With tilt your entire seated body remains in exactly the same position while the chair tilts back to offer a bit of pressure relief. Not so good if you just want to put your legs out to stretch which Ashton frequently did on a chair or your lap when seated beside you or need relief from lower extremity swelling which Ashton also had. It also is not at all helpful for clothing changes like recline is when you need to be dressed from the waist down while in your wheelchair which was a necessity at times even when he was still considered ambulatory.
From the standpoint of time the process was the pretty standard six months from evaluation to delivery. I thought I was very prepared for the evaluation appointment with both Ashton’s Physical Therapist (PT) and an Assistive Technology Professional (ATP). I had documentation regarding his diagnosis of Duchenne and why he needed certain features that if could not be completely justified to insurance at this point in time needed to be able to be easily added to this wheelchair which was supposed to last him for the next five years when it could be justified. Ideally, he should have had a wheelchair with built in stander offered by Permobil. Any features which were suggested by PT or by myself and backed up by PT that would be beneficial for Ashton to have to assist with proper posture, support and comfort both now and as he progressively declined as expected really were not given real consideration.
When Ashton sat in it for final adjustments when it was delivered my first thought was it is too small as in the back support was much too short for him and that the head rest appeared to be more of a neck support. I questioned the ATP who was one of the two home medical employees that delivered it and was told that it was not too short at all but rather just the way it should be.
A month later at his then yearly instead of now bi annual multi-disiplinary full day neuromuscular clinic appointments the rehab team was quick to notice that this wheelchair was not the proper size for Ashton and were extremely surprised that a vendor thought it was fine and sold ill fitted complex rehab equipment to growing children. I was advised to go back and have it resized.
Pictured to the right you can see that the back rest only came under this shoulder blades. Not only is a power wheelchair Ashton’s legs for independently getting around it also is his seat to be safely and securely transported in vehicles. This reminded me of the low back bench seats without head support deemed unsafe in motor vehicles several decades ago.
Throughout this process I was told over and over how easy it is to grow wheelchairs for children as they grow now compared to years past.
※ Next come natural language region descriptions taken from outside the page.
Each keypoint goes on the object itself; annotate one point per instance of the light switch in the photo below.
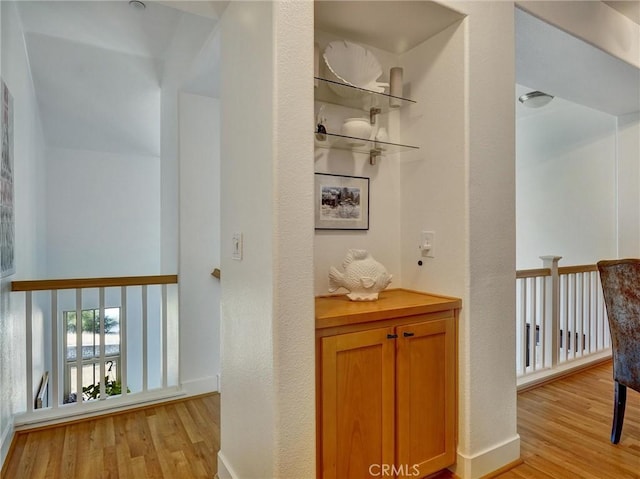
(427, 244)
(236, 245)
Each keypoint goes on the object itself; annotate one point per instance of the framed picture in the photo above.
(341, 202)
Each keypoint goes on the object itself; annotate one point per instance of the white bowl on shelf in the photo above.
(353, 65)
(358, 129)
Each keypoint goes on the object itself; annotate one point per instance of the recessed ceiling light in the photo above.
(137, 4)
(535, 99)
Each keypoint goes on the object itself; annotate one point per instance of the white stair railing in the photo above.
(68, 338)
(561, 321)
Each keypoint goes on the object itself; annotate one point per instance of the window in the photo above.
(91, 358)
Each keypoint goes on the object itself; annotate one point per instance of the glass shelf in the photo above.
(330, 91)
(359, 145)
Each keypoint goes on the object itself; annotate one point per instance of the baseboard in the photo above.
(486, 462)
(566, 369)
(224, 470)
(198, 386)
(6, 442)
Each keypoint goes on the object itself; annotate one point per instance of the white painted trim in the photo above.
(489, 460)
(72, 412)
(193, 387)
(5, 442)
(563, 369)
(224, 470)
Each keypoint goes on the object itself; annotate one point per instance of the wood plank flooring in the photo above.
(564, 428)
(177, 440)
(565, 425)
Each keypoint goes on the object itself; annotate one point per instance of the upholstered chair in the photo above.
(621, 288)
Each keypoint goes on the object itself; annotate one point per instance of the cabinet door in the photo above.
(426, 407)
(357, 403)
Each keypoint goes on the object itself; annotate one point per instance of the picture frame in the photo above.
(341, 202)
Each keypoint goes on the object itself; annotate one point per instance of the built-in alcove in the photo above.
(418, 184)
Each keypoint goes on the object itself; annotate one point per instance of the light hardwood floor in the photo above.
(177, 440)
(564, 428)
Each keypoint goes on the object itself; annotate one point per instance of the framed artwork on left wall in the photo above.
(341, 202)
(7, 210)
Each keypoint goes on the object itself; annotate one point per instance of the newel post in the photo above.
(551, 311)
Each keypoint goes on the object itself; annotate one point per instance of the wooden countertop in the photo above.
(392, 303)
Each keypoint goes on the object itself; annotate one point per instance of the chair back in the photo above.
(621, 289)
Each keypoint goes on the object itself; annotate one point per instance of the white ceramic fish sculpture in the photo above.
(363, 276)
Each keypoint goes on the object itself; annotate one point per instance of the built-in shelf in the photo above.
(355, 97)
(373, 148)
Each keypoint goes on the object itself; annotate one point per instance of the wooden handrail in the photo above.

Yet, somehow, Ashton’s new wheelchair did not allow for any growth height wise at all and was already configured at capacity. The home medical team we were working with did remove the four bolts which securely hold the metal seat back to the wheelchair frame to move it up one extra notch meaning it could now only be secured with two of these bolts.
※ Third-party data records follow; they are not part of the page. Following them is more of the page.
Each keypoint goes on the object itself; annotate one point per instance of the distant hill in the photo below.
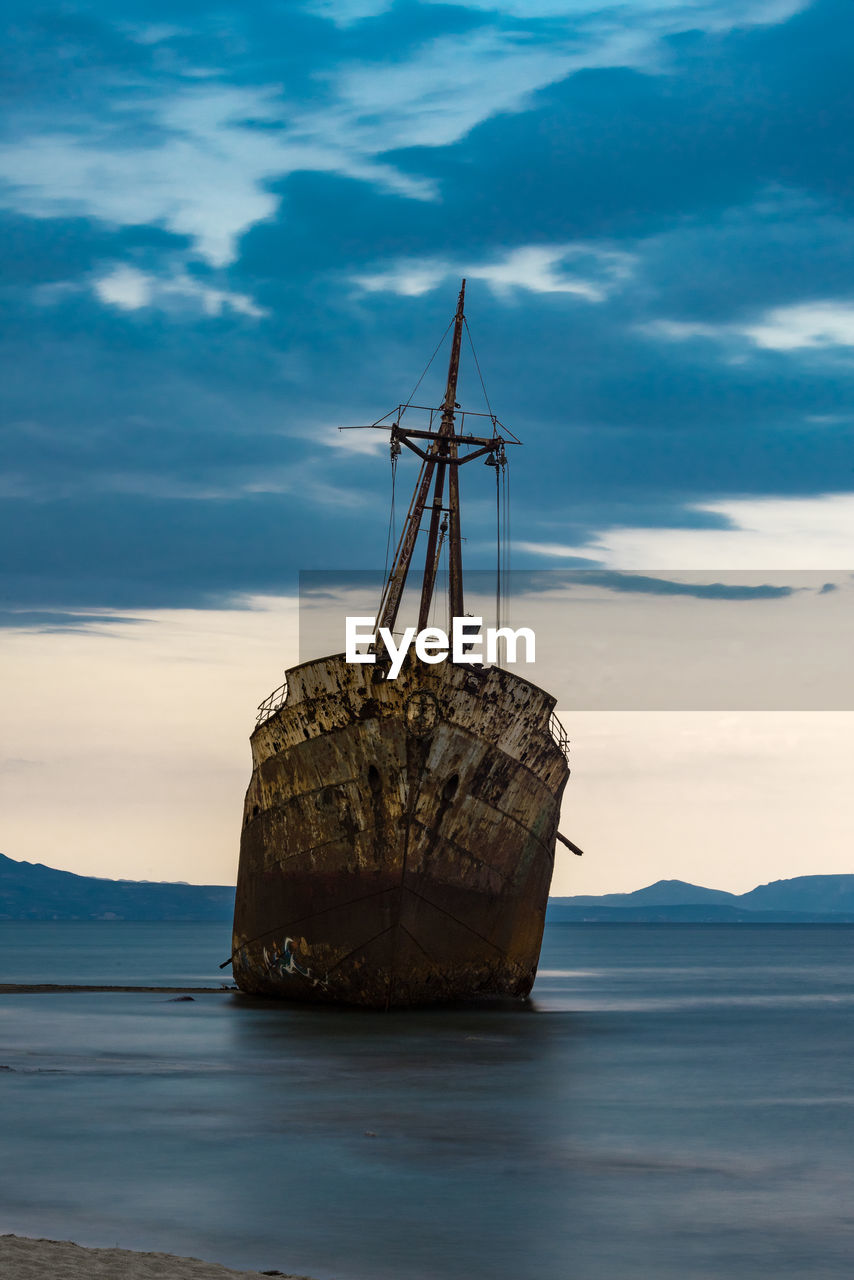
(30, 891)
(804, 899)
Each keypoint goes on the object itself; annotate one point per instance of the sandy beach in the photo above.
(60, 1260)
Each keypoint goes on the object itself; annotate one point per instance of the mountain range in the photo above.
(30, 891)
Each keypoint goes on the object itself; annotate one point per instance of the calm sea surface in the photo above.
(676, 1101)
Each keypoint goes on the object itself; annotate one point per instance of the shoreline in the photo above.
(28, 988)
(24, 1257)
Did this compromise his safety at all? I do now know. Would a mechanic purposely only attach a tire with half of the lug nuts and send you on your way? I certainly hope not! Just pointing out that
Assistive Technology Professional, also known as an ATP is certified by RESNA, also known as Rehabilitation Engineering and Assistive Technology Society of North America and are certified as being able to analyze the needs of consumers with disabilities.
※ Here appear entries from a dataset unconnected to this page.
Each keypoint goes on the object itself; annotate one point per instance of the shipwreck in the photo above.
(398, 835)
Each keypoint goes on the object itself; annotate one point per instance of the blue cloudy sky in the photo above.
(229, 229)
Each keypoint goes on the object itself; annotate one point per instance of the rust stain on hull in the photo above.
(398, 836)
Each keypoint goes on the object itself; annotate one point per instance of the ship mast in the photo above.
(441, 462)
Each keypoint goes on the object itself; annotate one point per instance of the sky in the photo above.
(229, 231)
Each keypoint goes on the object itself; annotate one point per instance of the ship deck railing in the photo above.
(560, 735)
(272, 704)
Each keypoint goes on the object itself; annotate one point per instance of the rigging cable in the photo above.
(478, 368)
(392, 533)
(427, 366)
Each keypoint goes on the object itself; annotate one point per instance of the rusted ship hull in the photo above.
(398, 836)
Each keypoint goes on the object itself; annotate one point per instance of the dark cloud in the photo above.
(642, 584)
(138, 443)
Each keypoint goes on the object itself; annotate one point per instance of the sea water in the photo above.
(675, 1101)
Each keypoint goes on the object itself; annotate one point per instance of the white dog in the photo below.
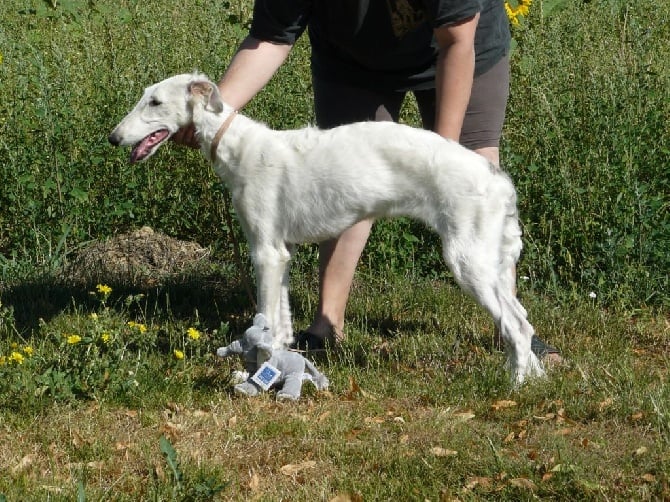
(309, 185)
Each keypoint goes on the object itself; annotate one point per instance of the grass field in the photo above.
(110, 390)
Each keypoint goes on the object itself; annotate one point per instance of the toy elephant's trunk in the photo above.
(320, 380)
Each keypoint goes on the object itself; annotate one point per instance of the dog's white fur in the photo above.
(309, 185)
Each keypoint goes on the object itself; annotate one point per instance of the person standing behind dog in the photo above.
(366, 56)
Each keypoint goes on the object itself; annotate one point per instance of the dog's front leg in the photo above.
(271, 265)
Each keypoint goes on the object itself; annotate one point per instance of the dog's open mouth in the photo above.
(148, 145)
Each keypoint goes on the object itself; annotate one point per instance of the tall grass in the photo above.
(586, 138)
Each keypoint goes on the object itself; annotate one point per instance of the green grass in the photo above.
(420, 407)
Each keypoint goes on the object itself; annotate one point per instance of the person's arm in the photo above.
(251, 68)
(454, 77)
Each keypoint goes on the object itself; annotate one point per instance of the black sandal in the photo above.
(311, 343)
(542, 349)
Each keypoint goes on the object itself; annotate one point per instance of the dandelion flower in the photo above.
(103, 289)
(139, 327)
(73, 339)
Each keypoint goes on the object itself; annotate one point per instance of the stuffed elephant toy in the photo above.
(268, 368)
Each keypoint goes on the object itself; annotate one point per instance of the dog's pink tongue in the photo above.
(146, 146)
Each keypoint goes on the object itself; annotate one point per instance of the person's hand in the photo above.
(186, 137)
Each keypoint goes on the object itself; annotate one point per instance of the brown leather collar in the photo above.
(219, 134)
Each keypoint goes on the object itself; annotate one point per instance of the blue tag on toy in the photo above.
(266, 376)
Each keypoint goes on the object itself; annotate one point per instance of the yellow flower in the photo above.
(140, 327)
(103, 289)
(522, 9)
(73, 339)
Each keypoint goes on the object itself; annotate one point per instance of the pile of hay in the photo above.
(141, 258)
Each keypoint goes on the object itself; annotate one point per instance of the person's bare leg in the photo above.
(337, 264)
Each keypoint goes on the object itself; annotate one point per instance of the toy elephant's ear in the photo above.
(264, 352)
(260, 321)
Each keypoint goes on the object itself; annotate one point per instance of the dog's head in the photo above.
(164, 108)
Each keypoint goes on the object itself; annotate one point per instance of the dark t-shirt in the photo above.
(383, 44)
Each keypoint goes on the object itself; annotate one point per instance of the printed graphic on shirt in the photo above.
(406, 15)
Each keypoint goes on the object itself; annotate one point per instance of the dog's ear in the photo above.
(209, 92)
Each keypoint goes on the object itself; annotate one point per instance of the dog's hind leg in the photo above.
(480, 260)
(271, 265)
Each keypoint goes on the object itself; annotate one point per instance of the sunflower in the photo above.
(522, 9)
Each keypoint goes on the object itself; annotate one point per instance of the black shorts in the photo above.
(338, 104)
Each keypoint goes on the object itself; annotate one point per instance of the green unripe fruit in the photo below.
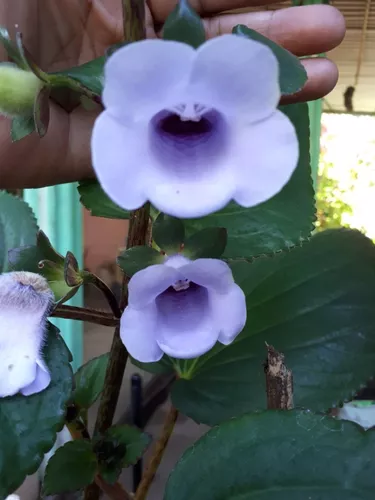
(18, 90)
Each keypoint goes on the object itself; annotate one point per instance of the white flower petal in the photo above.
(188, 199)
(238, 75)
(119, 157)
(210, 273)
(144, 77)
(267, 155)
(148, 283)
(138, 332)
(41, 380)
(229, 313)
(185, 328)
(17, 370)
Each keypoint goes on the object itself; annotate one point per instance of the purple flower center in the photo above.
(184, 308)
(188, 141)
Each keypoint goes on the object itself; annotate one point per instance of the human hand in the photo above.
(63, 33)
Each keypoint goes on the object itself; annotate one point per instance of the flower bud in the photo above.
(25, 300)
(18, 90)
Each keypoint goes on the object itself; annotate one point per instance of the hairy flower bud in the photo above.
(18, 90)
(25, 300)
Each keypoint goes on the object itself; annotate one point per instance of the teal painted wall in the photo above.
(59, 215)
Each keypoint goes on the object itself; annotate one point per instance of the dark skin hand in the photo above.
(64, 33)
Below you see Ashton after this sizing hack was done. Yes, the top of the back is a more appropriate height though the head support appears to be lacking in the event of a motor vehicle accident or when using the tilt feature to try and relieve pressure from sitting. The back cushion also was now much shorter than the back leaving a large gap without a cushion for his lower back. I was told this power wheelchair needed to last for 5 years and that insurance would never cover parts to grow a new wheelchair that was just delivered. Ashton had a difficult time keeping his feet properly positioned on the foot plates which did not seem to be wide enough for him. The calf pads actually are below his calves instead of under them for proper support and comfort when using tilt.